Tue Sep 13 18:36:09 2011
ALTER SYSTEM SET local_listener='(DESCRIPTION=(ADDRESS_LIST=(ADDRESS=(PROTOCOL=TCP)(HOST=X.X.X.X)(PORT=1521))))' SCOPE=MEMORY SID='+ASM2';
Tue Sep 13 18:52:47 2011
Starting background process XDWK
Tue Sep 13 18:52:48 2011
XDWK started with pid=29, OS id=10912 
Tue Sep 13 18:52:50 2011
NOTE: disk validation pending for group 2/0xe224a1b (DBFS_DG)
SUCCESS: validated disks for 2/0xe224a1b (DBFS_DG)
NOTE: disk validation pending for group 2/0xe224a1b (DBFS_DG)
NOTE: Assigning number (2,30) to disk (o/192.168.10.11/DBFS_DG_CD_07_mos1cel07)
NOTE: Assigning number (2,31) to disk (o/192.168.10.11/DBFS_DG_CD_09_mos1cel07)
NOTE: Assigning number (2,32) to disk (o/192.168.10.11/DBFS_DG_CD_05_mos1cel07)

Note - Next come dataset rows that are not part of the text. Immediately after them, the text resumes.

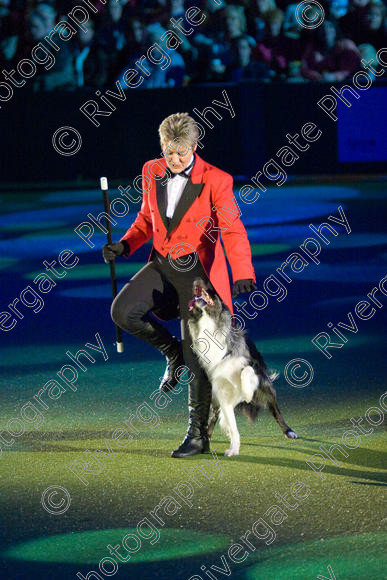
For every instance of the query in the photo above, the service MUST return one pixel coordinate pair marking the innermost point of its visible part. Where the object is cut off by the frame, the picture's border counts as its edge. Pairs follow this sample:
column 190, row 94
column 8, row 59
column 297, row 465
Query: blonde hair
column 179, row 128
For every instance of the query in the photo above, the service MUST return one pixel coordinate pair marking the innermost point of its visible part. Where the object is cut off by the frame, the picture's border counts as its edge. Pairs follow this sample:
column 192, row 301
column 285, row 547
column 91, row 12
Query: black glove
column 241, row 286
column 110, row 251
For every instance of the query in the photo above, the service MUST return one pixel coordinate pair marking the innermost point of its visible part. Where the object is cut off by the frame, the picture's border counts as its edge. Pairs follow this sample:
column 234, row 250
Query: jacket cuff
column 126, row 251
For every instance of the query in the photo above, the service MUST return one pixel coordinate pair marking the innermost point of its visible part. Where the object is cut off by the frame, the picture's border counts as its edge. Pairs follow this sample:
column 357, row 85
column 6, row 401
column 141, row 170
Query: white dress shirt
column 175, row 188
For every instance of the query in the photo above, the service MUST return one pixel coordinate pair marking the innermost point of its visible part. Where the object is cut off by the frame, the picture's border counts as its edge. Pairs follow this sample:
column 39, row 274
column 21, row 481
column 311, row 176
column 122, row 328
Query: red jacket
column 207, row 203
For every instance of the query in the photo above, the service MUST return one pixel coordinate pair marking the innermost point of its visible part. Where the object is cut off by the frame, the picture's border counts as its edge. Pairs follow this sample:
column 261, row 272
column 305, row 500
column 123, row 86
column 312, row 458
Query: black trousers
column 162, row 280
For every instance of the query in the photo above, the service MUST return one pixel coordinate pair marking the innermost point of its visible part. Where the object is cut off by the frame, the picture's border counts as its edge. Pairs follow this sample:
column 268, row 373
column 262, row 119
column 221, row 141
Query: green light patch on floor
column 349, row 557
column 91, row 546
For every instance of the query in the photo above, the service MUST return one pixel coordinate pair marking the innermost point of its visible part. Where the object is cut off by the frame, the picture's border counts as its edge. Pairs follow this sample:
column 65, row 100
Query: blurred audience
column 328, row 57
column 237, row 41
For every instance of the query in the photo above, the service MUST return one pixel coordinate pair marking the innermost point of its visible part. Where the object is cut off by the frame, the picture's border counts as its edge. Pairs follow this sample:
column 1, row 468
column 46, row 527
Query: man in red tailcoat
column 187, row 203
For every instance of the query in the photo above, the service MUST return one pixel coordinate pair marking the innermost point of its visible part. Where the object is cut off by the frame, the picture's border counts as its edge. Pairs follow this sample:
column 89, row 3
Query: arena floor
column 335, row 527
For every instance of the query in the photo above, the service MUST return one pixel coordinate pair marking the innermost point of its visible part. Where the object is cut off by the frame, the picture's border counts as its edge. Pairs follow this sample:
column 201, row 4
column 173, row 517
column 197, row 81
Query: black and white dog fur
column 236, row 369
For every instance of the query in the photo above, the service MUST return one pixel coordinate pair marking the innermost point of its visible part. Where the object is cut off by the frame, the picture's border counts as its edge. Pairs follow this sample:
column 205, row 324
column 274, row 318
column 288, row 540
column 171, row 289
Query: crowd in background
column 244, row 40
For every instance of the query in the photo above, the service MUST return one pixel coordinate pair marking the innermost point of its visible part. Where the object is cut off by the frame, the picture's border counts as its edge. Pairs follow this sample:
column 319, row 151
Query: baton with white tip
column 105, row 193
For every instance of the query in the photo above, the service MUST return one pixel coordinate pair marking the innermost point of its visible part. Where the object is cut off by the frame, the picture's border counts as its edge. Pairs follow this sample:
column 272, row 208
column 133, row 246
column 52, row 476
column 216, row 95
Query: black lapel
column 190, row 193
column 161, row 193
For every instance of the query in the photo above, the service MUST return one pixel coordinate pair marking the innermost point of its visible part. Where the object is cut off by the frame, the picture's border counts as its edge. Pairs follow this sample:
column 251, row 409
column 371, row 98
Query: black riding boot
column 158, row 336
column 196, row 440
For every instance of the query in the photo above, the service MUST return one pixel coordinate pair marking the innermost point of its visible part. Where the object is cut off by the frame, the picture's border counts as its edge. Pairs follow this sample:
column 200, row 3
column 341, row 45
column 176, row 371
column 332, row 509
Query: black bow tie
column 185, row 173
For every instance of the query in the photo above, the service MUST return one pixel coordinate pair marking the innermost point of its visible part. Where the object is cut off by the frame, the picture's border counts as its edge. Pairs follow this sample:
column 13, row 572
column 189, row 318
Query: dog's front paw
column 231, row 452
column 291, row 434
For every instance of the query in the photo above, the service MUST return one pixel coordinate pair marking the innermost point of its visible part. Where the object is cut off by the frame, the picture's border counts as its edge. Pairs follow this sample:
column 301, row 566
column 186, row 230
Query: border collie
column 235, row 368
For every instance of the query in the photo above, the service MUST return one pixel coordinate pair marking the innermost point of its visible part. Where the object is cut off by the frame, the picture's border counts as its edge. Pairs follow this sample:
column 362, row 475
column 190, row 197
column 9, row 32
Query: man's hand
column 110, row 251
column 241, row 286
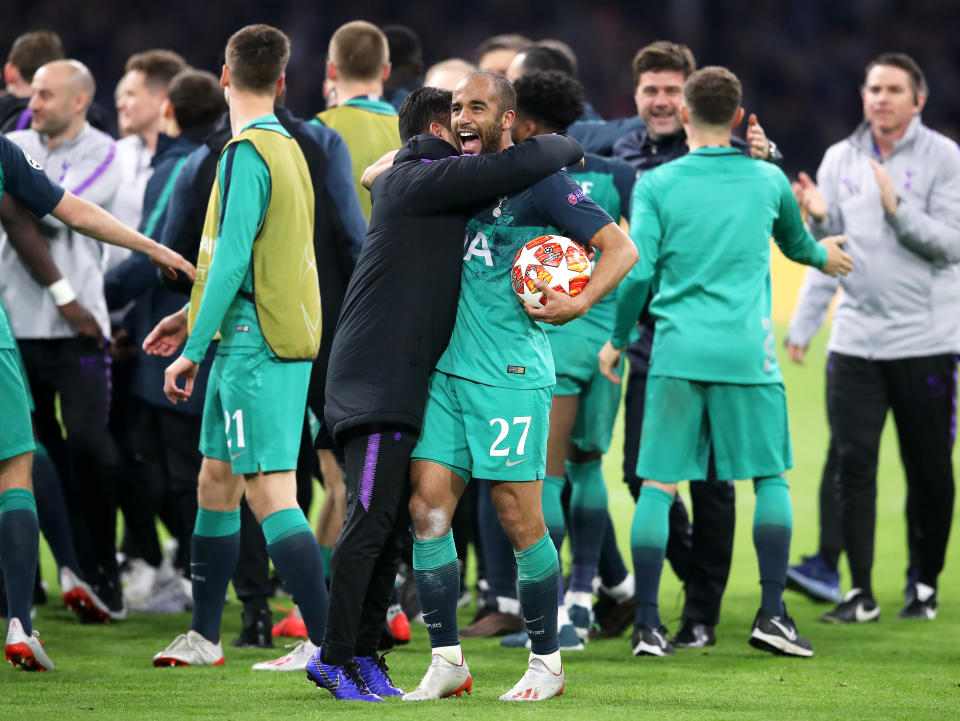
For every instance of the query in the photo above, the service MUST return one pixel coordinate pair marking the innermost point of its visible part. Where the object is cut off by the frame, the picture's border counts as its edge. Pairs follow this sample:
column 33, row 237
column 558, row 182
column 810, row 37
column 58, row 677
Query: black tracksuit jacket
column 401, row 302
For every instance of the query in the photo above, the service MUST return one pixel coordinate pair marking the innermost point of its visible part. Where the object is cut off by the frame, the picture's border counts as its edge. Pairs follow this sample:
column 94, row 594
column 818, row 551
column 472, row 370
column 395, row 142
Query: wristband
column 62, row 292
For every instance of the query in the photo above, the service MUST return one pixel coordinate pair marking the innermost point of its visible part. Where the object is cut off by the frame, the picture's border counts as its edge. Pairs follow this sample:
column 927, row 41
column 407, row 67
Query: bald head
column 62, row 93
column 72, row 75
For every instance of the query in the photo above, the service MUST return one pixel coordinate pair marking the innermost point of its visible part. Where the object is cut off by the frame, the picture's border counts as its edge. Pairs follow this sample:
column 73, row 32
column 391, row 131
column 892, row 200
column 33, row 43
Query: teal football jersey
column 494, row 341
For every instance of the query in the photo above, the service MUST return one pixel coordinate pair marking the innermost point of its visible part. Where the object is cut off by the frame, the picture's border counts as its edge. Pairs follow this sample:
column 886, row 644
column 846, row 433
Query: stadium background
column 801, row 63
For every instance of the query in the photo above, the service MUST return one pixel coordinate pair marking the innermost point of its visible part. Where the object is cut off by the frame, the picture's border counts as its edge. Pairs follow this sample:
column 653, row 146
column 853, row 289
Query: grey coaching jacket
column 902, row 298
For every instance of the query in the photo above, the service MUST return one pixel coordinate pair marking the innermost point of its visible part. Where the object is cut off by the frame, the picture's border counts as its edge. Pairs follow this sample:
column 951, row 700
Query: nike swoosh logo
column 790, row 633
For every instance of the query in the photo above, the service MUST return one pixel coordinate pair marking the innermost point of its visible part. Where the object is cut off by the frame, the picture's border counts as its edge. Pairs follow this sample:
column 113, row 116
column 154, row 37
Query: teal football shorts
column 746, row 424
column 16, row 430
column 481, row 431
column 254, row 411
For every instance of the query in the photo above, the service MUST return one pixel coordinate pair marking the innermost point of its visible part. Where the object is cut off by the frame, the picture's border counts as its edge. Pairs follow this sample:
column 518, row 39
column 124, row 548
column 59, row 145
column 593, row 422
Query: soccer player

NOTE: Assigning number (2,33) to disk (o/192.168.10.11/DBFS_DG_CD_10_mos1cel07)
NOTE: Assigning number (2,34) to disk (o/192.168.10.11/DBFS_DG_CD_04_mos1cel07)
NOTE: Assigning number (2,35) to disk (o/192.168.10.11/DBFS_DG_CD_02_mos1cel07)

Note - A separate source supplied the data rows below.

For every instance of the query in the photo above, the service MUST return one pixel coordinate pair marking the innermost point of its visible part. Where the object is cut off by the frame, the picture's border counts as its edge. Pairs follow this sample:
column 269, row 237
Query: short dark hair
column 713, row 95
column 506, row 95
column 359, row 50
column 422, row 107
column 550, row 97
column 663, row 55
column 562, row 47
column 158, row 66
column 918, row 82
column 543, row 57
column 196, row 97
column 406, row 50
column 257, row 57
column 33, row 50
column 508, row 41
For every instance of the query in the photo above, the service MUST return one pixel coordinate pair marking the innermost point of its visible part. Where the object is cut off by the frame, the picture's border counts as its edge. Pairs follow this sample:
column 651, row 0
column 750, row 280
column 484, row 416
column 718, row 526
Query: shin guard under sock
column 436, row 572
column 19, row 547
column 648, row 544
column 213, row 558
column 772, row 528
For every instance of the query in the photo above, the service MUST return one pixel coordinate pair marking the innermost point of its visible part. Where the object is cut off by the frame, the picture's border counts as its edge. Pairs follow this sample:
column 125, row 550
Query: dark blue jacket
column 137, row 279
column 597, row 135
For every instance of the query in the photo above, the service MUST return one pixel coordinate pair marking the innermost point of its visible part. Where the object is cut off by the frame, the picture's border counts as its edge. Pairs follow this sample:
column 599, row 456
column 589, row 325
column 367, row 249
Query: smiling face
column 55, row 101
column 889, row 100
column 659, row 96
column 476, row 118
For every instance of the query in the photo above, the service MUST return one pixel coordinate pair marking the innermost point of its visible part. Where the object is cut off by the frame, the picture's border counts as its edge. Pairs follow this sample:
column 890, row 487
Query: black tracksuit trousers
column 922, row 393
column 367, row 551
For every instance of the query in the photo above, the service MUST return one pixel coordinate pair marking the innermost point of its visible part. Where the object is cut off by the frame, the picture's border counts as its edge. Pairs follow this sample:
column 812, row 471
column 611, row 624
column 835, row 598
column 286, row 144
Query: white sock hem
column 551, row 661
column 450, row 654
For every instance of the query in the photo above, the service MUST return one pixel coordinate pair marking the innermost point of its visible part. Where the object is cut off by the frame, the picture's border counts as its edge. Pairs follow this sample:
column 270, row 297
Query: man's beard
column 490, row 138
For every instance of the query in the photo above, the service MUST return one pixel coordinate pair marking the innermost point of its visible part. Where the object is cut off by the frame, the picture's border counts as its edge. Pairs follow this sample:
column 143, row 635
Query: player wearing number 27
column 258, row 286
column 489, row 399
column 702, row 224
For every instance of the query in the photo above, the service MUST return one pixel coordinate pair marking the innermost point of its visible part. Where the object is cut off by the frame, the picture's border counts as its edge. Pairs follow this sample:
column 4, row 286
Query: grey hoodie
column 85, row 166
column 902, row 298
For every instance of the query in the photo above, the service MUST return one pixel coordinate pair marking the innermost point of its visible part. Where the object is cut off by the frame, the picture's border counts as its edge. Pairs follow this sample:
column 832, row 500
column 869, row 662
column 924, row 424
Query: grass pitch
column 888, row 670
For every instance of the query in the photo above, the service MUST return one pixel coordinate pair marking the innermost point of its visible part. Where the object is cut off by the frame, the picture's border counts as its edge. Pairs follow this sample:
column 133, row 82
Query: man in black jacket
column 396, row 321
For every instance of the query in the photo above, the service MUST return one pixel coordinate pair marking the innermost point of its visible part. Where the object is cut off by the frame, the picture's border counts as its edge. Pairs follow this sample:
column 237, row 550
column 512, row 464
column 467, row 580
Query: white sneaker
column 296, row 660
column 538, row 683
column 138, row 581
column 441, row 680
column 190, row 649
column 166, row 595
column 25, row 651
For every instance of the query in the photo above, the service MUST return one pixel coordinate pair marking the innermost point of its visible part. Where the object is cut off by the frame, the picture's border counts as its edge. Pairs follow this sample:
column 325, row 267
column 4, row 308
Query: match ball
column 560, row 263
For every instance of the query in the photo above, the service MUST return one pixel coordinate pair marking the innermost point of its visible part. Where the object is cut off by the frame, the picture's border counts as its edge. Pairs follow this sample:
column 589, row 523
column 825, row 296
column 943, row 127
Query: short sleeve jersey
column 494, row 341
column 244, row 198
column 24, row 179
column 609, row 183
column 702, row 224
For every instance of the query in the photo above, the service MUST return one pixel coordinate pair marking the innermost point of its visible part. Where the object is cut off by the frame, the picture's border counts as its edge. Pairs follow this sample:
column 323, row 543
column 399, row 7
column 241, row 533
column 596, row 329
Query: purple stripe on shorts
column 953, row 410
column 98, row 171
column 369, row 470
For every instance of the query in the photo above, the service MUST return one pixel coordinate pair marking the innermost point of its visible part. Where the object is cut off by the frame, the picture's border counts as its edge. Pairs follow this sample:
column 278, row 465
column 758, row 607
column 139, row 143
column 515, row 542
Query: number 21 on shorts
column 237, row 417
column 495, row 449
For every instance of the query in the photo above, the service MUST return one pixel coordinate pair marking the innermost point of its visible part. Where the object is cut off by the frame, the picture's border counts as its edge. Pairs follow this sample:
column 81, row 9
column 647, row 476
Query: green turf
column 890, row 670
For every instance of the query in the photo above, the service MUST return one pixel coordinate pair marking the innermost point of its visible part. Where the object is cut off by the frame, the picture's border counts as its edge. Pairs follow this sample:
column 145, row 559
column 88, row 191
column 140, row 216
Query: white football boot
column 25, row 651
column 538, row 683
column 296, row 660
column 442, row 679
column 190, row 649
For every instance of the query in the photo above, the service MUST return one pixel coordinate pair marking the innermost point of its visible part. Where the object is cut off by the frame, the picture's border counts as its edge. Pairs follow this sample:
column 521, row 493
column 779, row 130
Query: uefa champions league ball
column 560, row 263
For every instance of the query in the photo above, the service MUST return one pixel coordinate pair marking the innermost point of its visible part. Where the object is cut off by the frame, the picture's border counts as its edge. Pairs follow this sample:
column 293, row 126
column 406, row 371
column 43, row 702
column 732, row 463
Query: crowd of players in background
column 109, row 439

NOTE: Assigning number (2,36) to disk (o/192.168.10.11/DBFS_DG_CD_03_mos1cel07)
NOTE: Assigning number (2,37) to disk (o/192.168.10.11/DBFS_DG_CD_11_mos1cel07)
NOTE: Assigning number (2,38) to disk (o/192.168.10.11/DBFS_DG_CD_06_mos1cel07)

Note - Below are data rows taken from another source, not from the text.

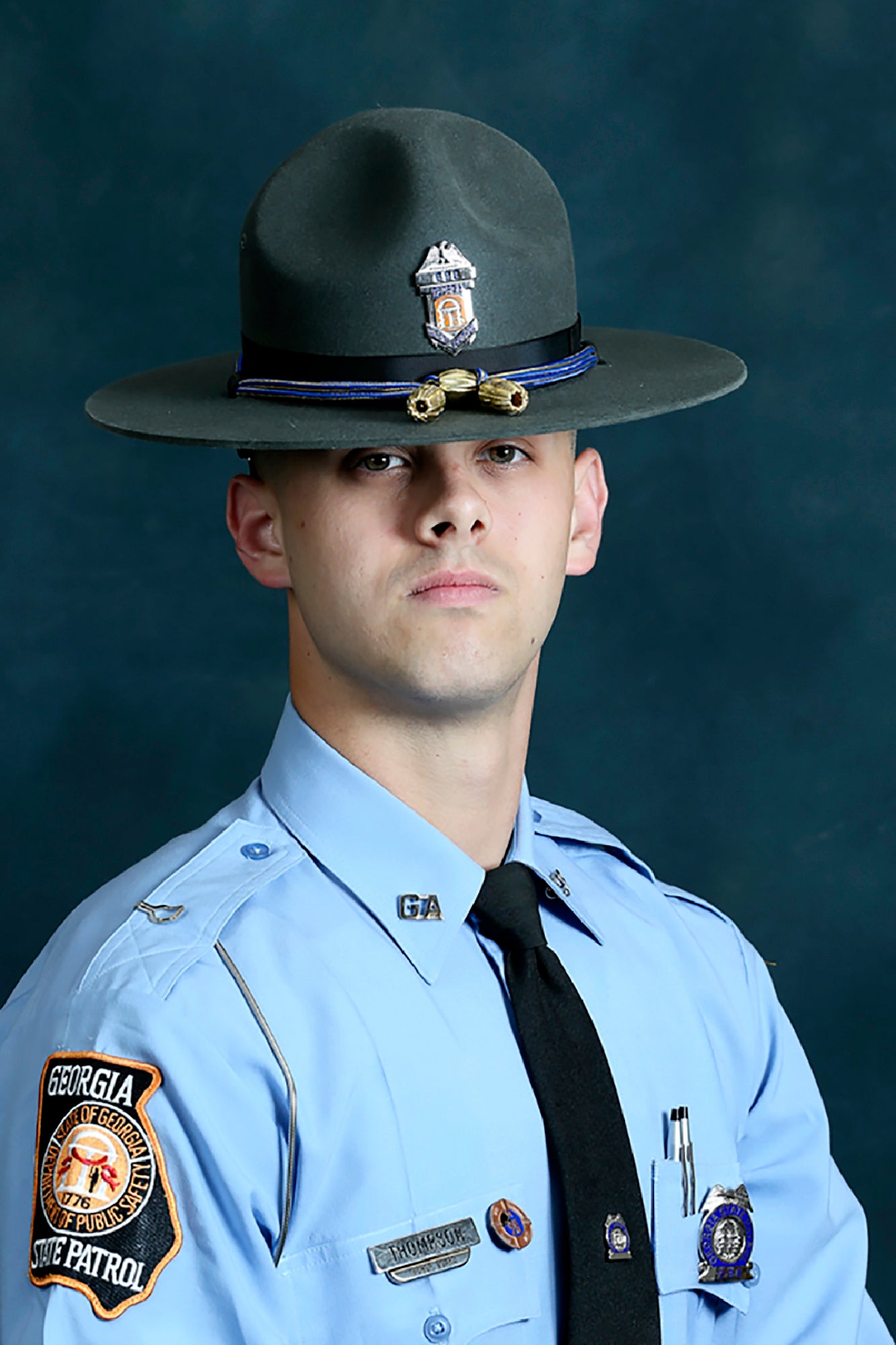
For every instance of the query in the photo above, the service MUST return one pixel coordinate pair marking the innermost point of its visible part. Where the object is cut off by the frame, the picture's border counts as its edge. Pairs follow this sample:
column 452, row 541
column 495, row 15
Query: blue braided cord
column 540, row 376
column 322, row 392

NOTE: Assigning number (2,39) to disk (o/192.168.10.11/DBFS_DG_CD_08_mos1cel07)
SUCCESS: validated disks for 2/0xe224a1b (DBFS_DG)
NOTE: membership refresh pending for group 2/0xe224a1b (DBFS_DG)
Tue Sep 13 18:52:56 2011
GMON querying group 2 at 10 for pid 19, osid 29830
NOTE: cache opening disk 30 of grp 2: DBFS_DG_CD_07_MOS1CEL07 path:o/192.168.10.11/DBFS_DG_CD_07_mos1cel07
NOTE: cache opening disk 31 of grp 2: DBFS_DG_CD_09_MOS1CEL07 path:o/192.168.10.11/DBFS_DG_CD_09_mos1cel07
NOTE: cache opening disk 32 of grp 2: DBFS_DG_CD_05_MOS1CEL07 path:o/192.168.10.11/DBFS_DG_CD_05_mos1cel07
NOTE: cache opening disk 33 of grp 2: DBFS_DG_CD_10_MOS1CEL07 path:o/192.168.10.11/DBFS_DG_CD_10_mos1cel07
NOTE: cache opening disk 34 of grp 2: DBFS_DG_CD_04_MOS1CEL07 path:o/192.168.10.11/DBFS_DG_CD_04_mos1cel07
NOTE: cache opening disk 35 of grp 2: DBFS_DG_CD_02_MOS1CEL07 path:o/192.168.10.11/DBFS_DG_CD_02_mos1cel07
NOTE: cache opening disk 36 of grp 2: DBFS_DG_CD_03_MOS1CEL07 path:o/192.168.10.11/DBFS_DG_CD_03_mos1cel07
NOTE: cache opening disk 37 of grp 2: DBFS_DG_CD_11_MOS1CEL07 path:o/192.168.10.11/DBFS_DG_CD_11_mos1cel07
NOTE: cache opening disk 38 of grp 2: DBFS_DG_CD_06_MOS1CEL07 path:o/192.168.10.11/DBFS_DG_CD_06_mos1cel07
NOTE: cache opening disk 39 of grp 2: DBFS_DG_CD_08_MOS1CEL07 path:o/192.168.10.11/DBFS_DG_CD_08_mos1cel07
NOTE: Attempting voting file refresh on diskgroup DBFS_DG
GMON querying group 2 at 11 for pid 19, osid 29830
SUCCESS: refreshed membership for 2/0xe224a1b (DBFS_DG)

After the rebalance is complete, the storage has been added, and everything is ready to go. No downtime needed. Keep in mind that the same processes are in place for adding other storage through purchasing single storage cells, or adding Exadata expansion racks. In these cases, the griddisks will need to be configured to match the existing griddisk sizes.